Was ist nun ein Kind vor der Pubertät? Diese Frage kann nicht eindeutig beantwortet werden, da die Pubertät bei den einen Kindern bereits mit 10 Jahren, bei anderen erst mit 15 Jahren beginnt. Für die BDP-Fraktion ist klar, dass im Gesetz eine klare Altersgrenze festgehalten werden muss und keine schwammige Definition festgehalten werden darf. Das aktuell gültige Schutzalter liegt bei 16 Jahren.
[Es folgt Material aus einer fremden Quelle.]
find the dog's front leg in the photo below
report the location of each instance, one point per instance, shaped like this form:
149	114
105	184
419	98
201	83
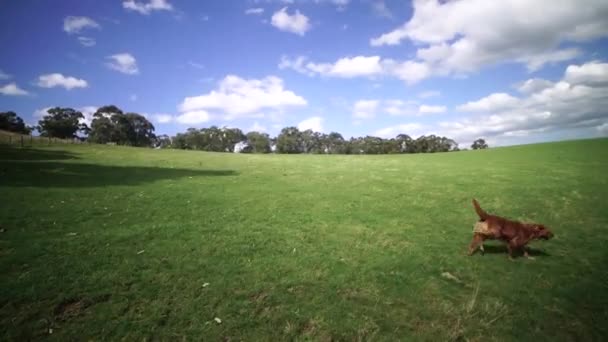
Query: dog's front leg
527	255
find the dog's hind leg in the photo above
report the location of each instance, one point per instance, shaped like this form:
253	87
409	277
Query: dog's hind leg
527	255
475	243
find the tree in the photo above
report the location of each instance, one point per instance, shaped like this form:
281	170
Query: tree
334	143
110	124
61	123
163	141
10	121
103	126
405	143
231	137
479	144
259	142
289	141
140	131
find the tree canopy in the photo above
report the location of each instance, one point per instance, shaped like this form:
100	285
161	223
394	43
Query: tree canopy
111	125
62	123
479	144
10	121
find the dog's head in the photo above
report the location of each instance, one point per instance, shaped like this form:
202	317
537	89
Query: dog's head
542	232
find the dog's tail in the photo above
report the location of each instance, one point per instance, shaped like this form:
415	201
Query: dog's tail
482	214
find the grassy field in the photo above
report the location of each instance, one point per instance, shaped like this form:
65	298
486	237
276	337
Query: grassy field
104	242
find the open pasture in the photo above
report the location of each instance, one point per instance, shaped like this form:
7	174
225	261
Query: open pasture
106	242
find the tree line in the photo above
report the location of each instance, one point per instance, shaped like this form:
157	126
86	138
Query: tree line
110	125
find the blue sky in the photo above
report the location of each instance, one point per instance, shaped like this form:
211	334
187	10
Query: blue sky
510	71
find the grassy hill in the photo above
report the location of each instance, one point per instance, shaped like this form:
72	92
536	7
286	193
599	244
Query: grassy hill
116	242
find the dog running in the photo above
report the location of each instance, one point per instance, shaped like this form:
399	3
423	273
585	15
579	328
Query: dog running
515	234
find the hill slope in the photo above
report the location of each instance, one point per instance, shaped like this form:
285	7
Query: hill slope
115	242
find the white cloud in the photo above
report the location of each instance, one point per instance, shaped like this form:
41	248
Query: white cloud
346	67
257	128
4	76
410	108
87	112
196	65
365	109
429	94
193	117
58	80
493	102
411	129
77	24
123	62
147	8
359	66
455	37
554	106
257	10
162	118
314	123
298	64
594	73
426	109
12	89
237	97
533	85
380	9
296	23
86	41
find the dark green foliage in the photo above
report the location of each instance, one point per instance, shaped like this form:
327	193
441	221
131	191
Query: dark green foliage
125	244
10	121
62	123
479	144
259	142
111	125
290	140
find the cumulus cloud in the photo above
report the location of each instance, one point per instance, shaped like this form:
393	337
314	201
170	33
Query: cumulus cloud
410	108
379	8
147	8
73	24
4	76
87	112
456	37
359	66
59	80
493	102
577	101
594	73
162	118
256	127
314	123
426	109
86	41
193	117
296	23
412	129
123	62
365	109
429	94
12	89
257	10
237	97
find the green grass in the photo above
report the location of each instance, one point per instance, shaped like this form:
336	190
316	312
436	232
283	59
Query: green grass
104	242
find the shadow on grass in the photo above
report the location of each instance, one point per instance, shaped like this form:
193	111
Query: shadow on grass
26	153
502	249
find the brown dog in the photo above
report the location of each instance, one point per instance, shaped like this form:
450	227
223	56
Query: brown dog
515	234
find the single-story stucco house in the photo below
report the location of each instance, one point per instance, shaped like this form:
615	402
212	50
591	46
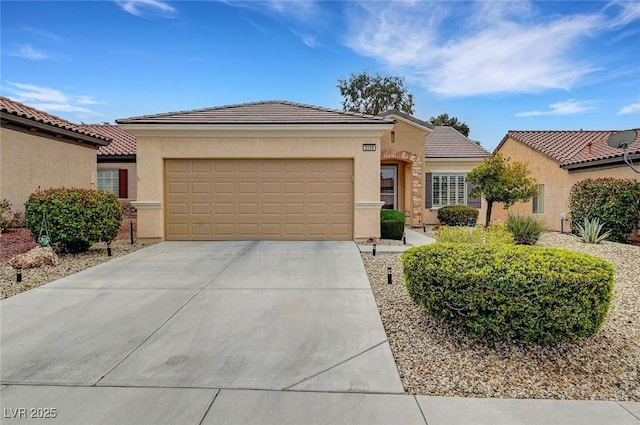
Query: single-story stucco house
117	161
283	170
40	150
558	160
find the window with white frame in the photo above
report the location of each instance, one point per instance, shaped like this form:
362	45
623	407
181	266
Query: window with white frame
108	181
449	189
537	201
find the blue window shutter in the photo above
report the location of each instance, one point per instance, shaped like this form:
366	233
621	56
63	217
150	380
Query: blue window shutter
473	202
428	200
Oftmals ist es nicht zu unterscheiden, wenn man nur so hinschaut, ob eine Jugendliche oder ein Jugendlicher nun 14, 15 oder 16 Jahre alt ist. Daher lehnt die BDP-Fraktion den Antrag der Minderheit IV, welche 16 Jahre als Altersgrenze für die Verjährung verlangt, einstimmig ab.
Beim Deliktskatalog, welcher bei Artikel 101 Absatz 3 Litera e genannt werden soll, unterstützt die BDP-Fraktion die Variante der Mehrheit, welche nebst sexuellen Handlungen mit Kindern auch den Einbezug von Schändung, sexuellen Handlungen mit Anstaltspfleglingen, Gefangenen, Beschuldigten und der Ausnützung einer Notlage verlangt; auch diese Delikte sollen nicht verjähren.
Die BDP-Fraktion wird bei dieser Vorlage den Anträgen der Mehrheit zustimmen und bittet Sie, das Gleiche zu tun.